Hay polémicas que me superan. Verbigracia: a nivel catalán, la de los lazos amarillos, pura libertad de expresión para unos y simple basura pasivo-agresiva para otros; a nivel español, el traslado de los restos de Franco no se sabe muy bien a dónde: me da igual si lo dejan donde está o si lo tiran a la basura, francamente; y a nivel europeo, la propuesta de dejar de aplicar los cambios de hora en invierno y en verano.
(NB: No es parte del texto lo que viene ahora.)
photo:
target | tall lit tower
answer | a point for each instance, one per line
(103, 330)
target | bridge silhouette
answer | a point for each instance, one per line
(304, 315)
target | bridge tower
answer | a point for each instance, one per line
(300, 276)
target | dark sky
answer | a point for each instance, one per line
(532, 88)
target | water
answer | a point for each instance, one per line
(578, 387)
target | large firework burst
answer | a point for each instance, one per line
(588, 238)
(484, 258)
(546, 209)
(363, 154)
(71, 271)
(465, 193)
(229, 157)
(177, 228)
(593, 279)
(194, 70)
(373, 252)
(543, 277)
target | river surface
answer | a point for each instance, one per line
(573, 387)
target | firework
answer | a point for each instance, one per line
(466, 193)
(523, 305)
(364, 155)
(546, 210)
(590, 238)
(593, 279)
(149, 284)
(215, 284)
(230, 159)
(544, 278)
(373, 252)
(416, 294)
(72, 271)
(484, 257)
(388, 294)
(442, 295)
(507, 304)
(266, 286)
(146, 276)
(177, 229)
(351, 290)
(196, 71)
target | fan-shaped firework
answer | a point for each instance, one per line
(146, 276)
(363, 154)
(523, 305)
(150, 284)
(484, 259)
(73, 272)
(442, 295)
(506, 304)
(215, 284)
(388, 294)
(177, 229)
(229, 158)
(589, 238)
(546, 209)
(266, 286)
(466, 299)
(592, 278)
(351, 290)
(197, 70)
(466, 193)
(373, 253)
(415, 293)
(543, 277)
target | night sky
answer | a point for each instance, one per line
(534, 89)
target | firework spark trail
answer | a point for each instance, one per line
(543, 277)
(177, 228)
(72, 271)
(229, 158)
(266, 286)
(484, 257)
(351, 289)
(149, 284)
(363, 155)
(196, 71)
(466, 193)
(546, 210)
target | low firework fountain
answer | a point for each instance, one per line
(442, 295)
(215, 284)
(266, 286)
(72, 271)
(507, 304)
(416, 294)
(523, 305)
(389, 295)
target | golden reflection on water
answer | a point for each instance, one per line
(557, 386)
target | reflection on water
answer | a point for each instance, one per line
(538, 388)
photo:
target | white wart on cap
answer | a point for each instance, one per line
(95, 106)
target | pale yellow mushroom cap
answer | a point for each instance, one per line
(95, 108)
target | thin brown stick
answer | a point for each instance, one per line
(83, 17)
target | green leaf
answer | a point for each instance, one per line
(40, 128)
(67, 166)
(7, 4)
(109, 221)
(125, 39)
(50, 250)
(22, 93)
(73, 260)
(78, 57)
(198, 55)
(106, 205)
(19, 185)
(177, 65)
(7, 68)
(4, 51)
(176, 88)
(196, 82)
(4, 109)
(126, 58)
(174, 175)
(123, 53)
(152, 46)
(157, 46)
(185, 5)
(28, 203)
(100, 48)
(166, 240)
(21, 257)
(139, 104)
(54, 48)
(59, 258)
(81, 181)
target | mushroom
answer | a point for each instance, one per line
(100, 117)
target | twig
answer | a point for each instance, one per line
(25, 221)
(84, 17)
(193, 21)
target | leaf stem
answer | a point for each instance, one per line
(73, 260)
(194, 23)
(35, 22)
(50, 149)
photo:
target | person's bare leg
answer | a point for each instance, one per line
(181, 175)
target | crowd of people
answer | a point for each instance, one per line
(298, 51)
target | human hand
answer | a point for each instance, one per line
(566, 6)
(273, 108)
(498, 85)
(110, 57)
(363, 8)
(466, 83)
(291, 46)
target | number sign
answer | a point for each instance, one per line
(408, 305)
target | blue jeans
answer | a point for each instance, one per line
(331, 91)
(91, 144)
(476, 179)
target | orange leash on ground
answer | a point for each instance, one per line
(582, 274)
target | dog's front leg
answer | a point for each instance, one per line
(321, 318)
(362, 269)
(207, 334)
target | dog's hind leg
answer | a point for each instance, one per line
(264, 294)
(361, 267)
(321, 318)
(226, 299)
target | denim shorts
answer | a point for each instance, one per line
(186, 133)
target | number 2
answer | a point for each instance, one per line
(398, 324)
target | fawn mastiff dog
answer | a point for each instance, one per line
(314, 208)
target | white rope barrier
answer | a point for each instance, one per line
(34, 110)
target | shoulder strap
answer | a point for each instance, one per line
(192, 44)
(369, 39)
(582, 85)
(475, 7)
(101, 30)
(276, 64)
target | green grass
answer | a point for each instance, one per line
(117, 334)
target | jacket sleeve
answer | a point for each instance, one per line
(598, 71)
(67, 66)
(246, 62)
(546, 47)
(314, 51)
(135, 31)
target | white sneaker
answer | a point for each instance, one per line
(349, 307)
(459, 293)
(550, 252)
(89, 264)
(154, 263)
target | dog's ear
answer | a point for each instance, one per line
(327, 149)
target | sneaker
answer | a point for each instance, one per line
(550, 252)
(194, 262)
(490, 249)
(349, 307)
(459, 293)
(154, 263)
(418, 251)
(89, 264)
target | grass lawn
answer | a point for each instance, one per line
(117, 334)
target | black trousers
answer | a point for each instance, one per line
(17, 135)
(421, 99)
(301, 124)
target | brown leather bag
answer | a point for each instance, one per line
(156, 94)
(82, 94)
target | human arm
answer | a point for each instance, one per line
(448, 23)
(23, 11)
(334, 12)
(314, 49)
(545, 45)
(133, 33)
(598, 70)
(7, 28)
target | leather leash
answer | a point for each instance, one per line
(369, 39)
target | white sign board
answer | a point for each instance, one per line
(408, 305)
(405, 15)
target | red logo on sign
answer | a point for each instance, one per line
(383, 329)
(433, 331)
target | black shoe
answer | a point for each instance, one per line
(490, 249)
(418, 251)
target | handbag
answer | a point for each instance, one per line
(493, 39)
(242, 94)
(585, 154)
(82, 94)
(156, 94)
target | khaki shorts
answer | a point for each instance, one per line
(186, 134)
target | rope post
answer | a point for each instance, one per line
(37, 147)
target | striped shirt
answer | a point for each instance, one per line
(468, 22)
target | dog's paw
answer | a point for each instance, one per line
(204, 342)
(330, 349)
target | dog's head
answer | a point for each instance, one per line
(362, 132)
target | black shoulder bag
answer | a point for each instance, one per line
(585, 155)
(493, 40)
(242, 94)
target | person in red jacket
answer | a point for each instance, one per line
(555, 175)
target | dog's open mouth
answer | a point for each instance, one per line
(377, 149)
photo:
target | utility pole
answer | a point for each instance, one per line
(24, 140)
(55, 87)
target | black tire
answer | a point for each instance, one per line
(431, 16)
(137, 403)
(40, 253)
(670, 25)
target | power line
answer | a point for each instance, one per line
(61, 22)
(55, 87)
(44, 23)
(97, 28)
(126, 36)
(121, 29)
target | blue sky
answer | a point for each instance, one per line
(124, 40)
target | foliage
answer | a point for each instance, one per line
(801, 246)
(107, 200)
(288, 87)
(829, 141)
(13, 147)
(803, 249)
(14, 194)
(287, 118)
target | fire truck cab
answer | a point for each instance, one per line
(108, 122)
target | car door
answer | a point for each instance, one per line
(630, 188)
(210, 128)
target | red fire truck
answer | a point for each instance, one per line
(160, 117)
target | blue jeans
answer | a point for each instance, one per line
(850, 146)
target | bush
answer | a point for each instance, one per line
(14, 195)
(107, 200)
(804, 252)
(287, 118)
El viejo continente parece tener problemas más urgentes que los husos horarios. O eso me parece a mí: la extrema derecha va creciendo de manera preocupante --fíjense en el italiano Salvini y el húngaro Orbán, a los que solo les falta imitar a las adolescentes norteamericanas y lucir una pulserita con las siglas BFF (Best Friends Forever)--, no sabemos qué hacer con la inmigración en general y la inmigración africana en particular, lo del Brexit puede tener consecuencias desastrosas para los británicos y para los demás miembros del club, en Estados Unidos tenemos un interlocutor --por llamarlo de alguna manera-- que acaba de abandonar la agencia de ayuda a los refugiados palestinos, de la que era el principal paganini, para tener contento a su BFF particular, el infame Benjamín Netanyahu... Y con este panorama glorioso, ¿nos ponemos a discutir sobre los efectos perniciosos de los cambios horarios de invierno y verano?
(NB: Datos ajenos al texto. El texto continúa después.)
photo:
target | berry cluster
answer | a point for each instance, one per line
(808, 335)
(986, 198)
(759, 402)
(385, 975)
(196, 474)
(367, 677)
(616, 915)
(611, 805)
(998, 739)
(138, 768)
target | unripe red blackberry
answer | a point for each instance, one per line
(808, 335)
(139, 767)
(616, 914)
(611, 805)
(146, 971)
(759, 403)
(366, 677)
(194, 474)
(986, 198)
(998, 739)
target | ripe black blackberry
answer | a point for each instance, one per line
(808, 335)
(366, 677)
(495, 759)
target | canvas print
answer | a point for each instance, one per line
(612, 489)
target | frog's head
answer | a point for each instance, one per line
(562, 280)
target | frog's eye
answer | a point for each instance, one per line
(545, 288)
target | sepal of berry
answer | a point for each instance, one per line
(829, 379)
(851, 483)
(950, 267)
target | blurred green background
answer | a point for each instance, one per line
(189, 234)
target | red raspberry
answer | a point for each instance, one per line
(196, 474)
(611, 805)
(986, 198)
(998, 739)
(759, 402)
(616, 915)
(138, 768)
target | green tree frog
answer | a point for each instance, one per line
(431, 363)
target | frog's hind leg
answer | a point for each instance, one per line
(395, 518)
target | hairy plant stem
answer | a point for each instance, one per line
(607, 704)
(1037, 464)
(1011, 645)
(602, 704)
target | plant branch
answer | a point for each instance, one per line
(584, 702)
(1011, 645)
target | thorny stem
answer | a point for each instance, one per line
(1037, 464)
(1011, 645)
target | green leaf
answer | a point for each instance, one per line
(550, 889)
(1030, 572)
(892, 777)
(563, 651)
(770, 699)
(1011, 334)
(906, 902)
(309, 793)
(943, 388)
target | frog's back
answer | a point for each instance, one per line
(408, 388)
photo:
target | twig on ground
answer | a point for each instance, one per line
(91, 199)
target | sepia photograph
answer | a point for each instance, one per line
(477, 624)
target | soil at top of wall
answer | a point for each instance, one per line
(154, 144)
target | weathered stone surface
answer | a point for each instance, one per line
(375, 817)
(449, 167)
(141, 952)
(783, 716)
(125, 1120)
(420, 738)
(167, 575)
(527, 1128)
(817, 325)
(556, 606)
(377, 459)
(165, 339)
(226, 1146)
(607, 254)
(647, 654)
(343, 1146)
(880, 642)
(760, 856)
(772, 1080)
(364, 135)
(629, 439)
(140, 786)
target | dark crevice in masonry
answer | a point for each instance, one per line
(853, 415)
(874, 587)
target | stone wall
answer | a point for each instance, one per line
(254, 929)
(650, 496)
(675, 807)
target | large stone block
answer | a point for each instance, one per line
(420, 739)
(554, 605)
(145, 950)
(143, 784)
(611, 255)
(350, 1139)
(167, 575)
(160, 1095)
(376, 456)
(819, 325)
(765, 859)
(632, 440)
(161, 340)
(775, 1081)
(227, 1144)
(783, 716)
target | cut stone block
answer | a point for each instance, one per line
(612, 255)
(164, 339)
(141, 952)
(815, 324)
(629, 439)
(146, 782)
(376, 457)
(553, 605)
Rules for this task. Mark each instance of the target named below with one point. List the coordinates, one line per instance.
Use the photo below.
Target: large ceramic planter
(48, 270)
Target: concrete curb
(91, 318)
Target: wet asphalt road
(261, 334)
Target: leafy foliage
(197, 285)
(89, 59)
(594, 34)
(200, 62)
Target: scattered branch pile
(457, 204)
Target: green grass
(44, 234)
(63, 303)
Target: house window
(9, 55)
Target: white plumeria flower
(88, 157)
Hay un refrán catalán muy adecuado para describir este tipo de situaciones: Qui no te res a fer, el gat pentina (Quien no tiene nada que hacer, se pone a peinar al gato). El problema es que la Unión Europea tiene muchas cosas que hacer y que no hace, por lo que lo del cambio de hora suena a maniobra de distracción para ganar tiempo. Y no nos ponemos de acuerdo ni para semejante tontería. Mientras unos apuestan por conservar todo el año el horario invernal, otros prefieren el estival, y cada grupo ve unas ventajas enormes en su preferencia particular. Como si no hubiera ya bastantes problemas, hay que inventar nuevas perspectivas catastróficas. Y siempre se encuentra a alguien que salga por la tele a declarar en febrero que lleva sin levantar cabeza desde octubre, cuando tuvo que adelantar el reloj una hora (o retrasarlo, nunca me aclaro con este asunto). Pasa como con el jet lag: la mayoría lo superamos tras un primer día en el que vamos algo atontolinados porque hemos tenido que retrasar o adelantar el reloj seis horas (si es que vamos o venimos de Nueva York, en el caso de Los Ángeles son nueve y en el de Papeete, capital de Tahití, unas doce), pero siempre hay quien no se quita de encima el maldito jet lag durante la mayor parte de sus vacaciones.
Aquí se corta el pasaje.